- Education: Degree in Political Science
- Alma mater: Australian National University
- Occupations: Filmmaker; Journalist;
- Years active: 1972–present
- Notable work: Front Line, Public Enemy Number One, Blowin' In The Wind, A Hard Rain
- Awards: 2 Academy Award nominations, 5 Australian Film Industry awards, various international film festival prizes

= David Bradbury (film maker) =

Australian filmmaker

David Bradbury is an Australian filmmaker who began his career in 1972 as an ABC radio journalist, and has since produced 21 documentary films, including many that tackle difficult political issues and highlight the plight of the disadvantaged. Bradbury has won many international film festival prizes, received five Australian Film Industry awards, and two Academy Award nominations. He graduated from the Australian National University with a degree in political science.

==Film career==
Front Line

Bradbury's first film was Front Line, a portrait of Australian news cameraman Neil Davis in Vietnam. The film received an Academy Award nomination and also won first prize at the Sydney and Melbourne Film Festivals, the Grierson award at the American Film Festival and was screened worldwide.

Public Enemy Number One

Another of Bradbury's films, Public Enemy Number One, followed the life of controversial Australian journalist Wilfred Burchett, the first western journalist into Hiroshima after the bomb was dropped. The film won the Golden Gate Award for Best Documentary, the Christopher Statuette, Best Documentary at the Sydney Film Festival, and an AFI award, but was never shown on Australian TV.

Blowin' In The Wind

Blowin' In The Wind is about the joint military training facility at Shoalwater Bay near Rockhampton. This film follows on from Shoalwater: Up for Grabs which Bradbury worked on with then Midnight Oil lead singer Peter Garrett. Blowin' In The Wind looks at some of the health issues surrounding the Shoalwater Bay training facility and the effects of depleted uranium in theatres of war.

A Hard Rain

A Hard Rain is Bradbury's 2007 documentary feature film that looks at the global nuclear industry from the mining of uranium through to nuclear power, to the radioactive waste and nuclear weapons. It examines the issue of whether Australia should go nuclear.

===Other films===
Bradbury's other films include:
- 1984: Nicaragua No Pasaran
- 1985: Chile Hasta Cuando (Nominated in 1986 for an Academy Award for Best Documentary Feature.)

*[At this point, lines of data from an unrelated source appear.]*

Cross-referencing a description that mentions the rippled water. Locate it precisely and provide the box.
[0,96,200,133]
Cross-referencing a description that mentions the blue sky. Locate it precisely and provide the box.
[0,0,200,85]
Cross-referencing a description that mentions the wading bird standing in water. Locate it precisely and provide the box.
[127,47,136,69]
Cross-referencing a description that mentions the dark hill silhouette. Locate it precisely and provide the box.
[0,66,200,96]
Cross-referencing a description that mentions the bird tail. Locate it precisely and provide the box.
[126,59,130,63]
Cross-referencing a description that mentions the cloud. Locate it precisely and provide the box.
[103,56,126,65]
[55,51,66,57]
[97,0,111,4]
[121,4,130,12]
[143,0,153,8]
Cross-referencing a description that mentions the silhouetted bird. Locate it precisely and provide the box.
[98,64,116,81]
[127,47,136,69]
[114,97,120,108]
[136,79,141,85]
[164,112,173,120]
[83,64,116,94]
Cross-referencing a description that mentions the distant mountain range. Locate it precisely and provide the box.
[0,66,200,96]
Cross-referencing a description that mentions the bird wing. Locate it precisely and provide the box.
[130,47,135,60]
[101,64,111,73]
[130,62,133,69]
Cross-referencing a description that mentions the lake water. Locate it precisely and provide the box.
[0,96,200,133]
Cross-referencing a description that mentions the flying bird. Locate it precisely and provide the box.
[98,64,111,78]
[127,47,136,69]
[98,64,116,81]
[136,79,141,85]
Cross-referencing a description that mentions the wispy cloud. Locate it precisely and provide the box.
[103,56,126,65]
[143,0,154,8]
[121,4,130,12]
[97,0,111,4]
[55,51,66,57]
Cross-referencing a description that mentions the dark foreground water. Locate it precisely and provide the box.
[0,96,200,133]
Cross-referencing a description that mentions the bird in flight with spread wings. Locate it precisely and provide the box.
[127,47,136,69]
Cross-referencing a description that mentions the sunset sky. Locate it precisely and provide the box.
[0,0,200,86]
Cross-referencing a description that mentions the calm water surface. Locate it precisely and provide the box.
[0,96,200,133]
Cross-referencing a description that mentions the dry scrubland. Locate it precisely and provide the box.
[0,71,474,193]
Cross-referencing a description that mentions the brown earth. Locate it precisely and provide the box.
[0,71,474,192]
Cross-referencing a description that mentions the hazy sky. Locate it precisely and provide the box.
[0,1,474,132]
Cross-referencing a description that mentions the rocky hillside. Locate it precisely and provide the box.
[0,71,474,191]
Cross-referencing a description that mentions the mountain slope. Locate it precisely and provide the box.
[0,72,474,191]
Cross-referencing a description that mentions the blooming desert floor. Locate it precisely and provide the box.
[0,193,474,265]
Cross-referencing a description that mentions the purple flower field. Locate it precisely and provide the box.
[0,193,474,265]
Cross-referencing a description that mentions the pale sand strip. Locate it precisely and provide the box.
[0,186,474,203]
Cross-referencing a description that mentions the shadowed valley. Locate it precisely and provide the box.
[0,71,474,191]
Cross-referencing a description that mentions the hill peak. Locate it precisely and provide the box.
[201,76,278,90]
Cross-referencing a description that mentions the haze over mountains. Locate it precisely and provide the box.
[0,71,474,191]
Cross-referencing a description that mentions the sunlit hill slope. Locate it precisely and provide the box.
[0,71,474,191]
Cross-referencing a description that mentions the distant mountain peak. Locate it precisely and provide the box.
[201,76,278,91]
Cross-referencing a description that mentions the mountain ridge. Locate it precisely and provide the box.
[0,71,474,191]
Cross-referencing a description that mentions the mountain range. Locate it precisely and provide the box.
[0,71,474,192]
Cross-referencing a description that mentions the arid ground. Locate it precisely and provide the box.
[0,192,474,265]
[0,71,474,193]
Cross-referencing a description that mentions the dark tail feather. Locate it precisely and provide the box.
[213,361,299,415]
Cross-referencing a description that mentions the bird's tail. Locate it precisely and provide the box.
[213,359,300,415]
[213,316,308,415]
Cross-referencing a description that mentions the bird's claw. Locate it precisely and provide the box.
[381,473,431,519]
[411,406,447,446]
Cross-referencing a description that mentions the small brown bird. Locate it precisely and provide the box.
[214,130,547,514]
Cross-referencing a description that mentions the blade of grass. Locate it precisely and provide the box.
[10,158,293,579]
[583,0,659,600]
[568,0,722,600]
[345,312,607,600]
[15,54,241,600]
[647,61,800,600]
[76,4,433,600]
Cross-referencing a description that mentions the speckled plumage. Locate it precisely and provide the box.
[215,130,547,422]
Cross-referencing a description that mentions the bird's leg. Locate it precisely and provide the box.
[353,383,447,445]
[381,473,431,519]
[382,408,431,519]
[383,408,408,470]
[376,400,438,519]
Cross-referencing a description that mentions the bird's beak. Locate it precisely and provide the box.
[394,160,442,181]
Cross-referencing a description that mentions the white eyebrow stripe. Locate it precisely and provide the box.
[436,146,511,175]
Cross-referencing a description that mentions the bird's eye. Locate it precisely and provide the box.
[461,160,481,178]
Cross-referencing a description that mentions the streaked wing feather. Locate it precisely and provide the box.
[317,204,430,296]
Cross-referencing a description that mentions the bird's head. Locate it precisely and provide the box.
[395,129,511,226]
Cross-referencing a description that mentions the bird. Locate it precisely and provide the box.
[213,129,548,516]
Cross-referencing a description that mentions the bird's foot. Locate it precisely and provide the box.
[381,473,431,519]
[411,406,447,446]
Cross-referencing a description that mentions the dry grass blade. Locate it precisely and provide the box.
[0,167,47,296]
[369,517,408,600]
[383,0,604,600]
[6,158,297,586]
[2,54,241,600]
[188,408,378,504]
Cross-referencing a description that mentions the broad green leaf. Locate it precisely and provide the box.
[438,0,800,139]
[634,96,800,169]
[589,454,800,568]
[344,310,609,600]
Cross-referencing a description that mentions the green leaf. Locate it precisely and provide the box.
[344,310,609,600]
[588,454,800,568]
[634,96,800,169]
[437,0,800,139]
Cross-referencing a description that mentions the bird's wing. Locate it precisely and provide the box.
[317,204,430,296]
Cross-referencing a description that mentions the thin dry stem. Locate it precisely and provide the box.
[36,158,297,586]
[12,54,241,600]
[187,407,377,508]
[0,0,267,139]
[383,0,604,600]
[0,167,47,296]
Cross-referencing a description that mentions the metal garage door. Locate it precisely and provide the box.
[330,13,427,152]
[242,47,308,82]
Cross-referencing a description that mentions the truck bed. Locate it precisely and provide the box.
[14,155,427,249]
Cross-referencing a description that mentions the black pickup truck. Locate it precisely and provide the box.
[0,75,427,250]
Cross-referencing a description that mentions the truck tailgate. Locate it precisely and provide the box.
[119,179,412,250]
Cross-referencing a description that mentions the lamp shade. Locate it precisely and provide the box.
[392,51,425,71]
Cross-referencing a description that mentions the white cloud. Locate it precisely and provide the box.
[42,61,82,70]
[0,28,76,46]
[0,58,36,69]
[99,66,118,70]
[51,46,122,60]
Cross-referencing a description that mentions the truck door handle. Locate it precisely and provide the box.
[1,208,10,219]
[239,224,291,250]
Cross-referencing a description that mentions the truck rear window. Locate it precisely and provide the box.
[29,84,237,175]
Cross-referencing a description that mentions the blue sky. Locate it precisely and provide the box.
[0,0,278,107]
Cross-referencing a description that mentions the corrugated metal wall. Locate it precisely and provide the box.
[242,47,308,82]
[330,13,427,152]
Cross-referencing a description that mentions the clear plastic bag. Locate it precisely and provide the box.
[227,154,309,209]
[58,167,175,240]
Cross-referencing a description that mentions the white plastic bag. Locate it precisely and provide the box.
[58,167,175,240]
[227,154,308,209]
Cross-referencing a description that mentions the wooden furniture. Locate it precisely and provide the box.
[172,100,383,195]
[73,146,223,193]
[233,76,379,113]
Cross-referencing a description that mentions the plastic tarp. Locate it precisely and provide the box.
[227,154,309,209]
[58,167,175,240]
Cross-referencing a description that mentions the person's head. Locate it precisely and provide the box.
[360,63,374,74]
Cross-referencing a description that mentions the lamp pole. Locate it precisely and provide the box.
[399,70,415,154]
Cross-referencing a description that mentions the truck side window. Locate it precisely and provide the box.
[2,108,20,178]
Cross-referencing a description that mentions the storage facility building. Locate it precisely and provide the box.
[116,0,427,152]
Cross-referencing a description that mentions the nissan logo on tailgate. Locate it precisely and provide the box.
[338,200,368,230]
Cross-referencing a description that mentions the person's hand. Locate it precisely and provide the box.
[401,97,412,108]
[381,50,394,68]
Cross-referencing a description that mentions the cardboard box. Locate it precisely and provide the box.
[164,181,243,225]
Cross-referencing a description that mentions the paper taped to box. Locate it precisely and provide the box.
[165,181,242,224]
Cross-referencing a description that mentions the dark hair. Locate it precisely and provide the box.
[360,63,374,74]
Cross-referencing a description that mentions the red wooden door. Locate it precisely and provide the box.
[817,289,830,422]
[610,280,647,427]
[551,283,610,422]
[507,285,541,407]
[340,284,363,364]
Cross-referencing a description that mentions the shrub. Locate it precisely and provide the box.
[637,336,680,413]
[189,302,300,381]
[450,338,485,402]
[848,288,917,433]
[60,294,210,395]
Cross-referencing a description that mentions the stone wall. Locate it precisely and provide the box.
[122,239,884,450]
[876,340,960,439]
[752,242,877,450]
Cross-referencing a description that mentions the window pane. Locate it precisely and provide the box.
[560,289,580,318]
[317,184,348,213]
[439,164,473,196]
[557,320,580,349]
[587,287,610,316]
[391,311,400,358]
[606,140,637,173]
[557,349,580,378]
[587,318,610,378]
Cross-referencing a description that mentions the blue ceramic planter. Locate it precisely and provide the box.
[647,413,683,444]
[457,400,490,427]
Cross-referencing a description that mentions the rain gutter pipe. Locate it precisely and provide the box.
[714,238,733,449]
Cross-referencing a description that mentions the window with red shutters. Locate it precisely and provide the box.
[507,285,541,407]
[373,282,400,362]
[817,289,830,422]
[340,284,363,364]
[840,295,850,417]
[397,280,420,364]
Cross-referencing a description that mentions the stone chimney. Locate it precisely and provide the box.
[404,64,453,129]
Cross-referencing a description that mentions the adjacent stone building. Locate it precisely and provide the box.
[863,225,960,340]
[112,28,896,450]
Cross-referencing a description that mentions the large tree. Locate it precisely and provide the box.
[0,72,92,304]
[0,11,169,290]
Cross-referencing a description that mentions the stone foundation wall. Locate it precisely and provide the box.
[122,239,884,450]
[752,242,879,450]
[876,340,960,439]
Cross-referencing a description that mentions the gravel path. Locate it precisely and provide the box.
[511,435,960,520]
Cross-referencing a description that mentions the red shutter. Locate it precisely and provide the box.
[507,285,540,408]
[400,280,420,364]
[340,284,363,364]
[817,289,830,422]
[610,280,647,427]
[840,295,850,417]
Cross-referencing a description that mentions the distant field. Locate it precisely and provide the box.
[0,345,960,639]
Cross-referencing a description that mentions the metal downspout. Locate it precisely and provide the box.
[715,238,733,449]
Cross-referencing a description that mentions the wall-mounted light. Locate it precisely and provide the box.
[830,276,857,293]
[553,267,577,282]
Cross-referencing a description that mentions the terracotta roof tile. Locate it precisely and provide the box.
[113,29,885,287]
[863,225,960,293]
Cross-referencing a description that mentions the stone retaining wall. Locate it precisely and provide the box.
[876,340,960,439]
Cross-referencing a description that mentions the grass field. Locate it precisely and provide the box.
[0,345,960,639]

- 1987: South of the Border
- 1988: State of Shock
- 1993: Nazi Supergrass
- 1997: Loggerheads
- 1997: Jabiluka
- 2006: Raul The Terrible
- 2007: Survival School
- 2009: My Asian Heart
- 2012: On Borrowed Time
- 2023: The Road to War

==Awards==
- Best Documentary Film at the 2006 Byron Bay International Film Festival for the movie Blowin' In The Wind.
- Stanley Hawes Award winner at the 2008 Australian International Documentary Conference.
- Honorary Mention at the 2011 Byron Bay International Film Festival
- Best Byron Film at the 2012 Byron Bay International Film Festival for the movie On Borrowed Time.

==Attempt at political career==
Bradbury ran as an independent candidate in the 2025 Australian federal election in the seat of Grayndler against current Prime Minister Anthony Albanese.